Marvelous!! – everyone will be so impressed!  This is a perfect accompaniment to a couple of cheeses and a jar of pickled grapes will keep for a long time in the fridge.  The grapes can (and should) be pickled a few days ahead, and they can be wrapped the morning you plan on serving them.  I’ve already made these a few times so I’ve also found that the cooler the pickling liquid, the crunchier the grape, and the thinner the prosciutto, the better the bite.  I discovered this in Alex Guarnaschelli’s book, ‘The Way I Learned to Cook’, and she also recommends browning the wrapped grapes in a skillet and serving them hot (and a bit crispy) – enjoy!

Prosciutto-Wrapped Pickled Grapes

1/2 to 1 lb. of seedless red grapes (not too small!)
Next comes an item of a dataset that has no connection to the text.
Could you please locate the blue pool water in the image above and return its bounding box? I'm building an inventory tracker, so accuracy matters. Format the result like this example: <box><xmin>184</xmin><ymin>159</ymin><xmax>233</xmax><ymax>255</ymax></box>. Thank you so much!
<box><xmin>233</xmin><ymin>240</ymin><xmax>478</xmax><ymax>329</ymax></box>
10-12 slices of thin prosciutto – thinly sliced again into lengths, and then the lengths cut in half

3/4 c. sugar AND 1 1/2 c. white wine vinegar

1 T. EACH mustard seeds AND black peppercorns

9 whole cloves AND 1 1/2 t. kosher salt

In a small pot, whisk together the sugar, vinegar, mustard seeds, peppercorns, cloves and salt and simmer over medium heat for a few minutes until the sugar has dissolved.  Set the pot aside to cool and get started on the grapes.  Using your favorite very sharp knife, cut the ‘belly button’ off (where it connects to the stem), taking as little as possible, and make a few shallow incisions along the sides of each grape.  Add the grapes to a non-reactive bowl, pour the pickling liquid over top, cover tightly and refrigerate until you need them.

On the day you wish to serve the grapes, wrap a thin length of prosciutto around each one and set on a platter with the seam side down.  If you wish, sprinkle a bit of the extra pickling liquid and maybe some olive oil over all.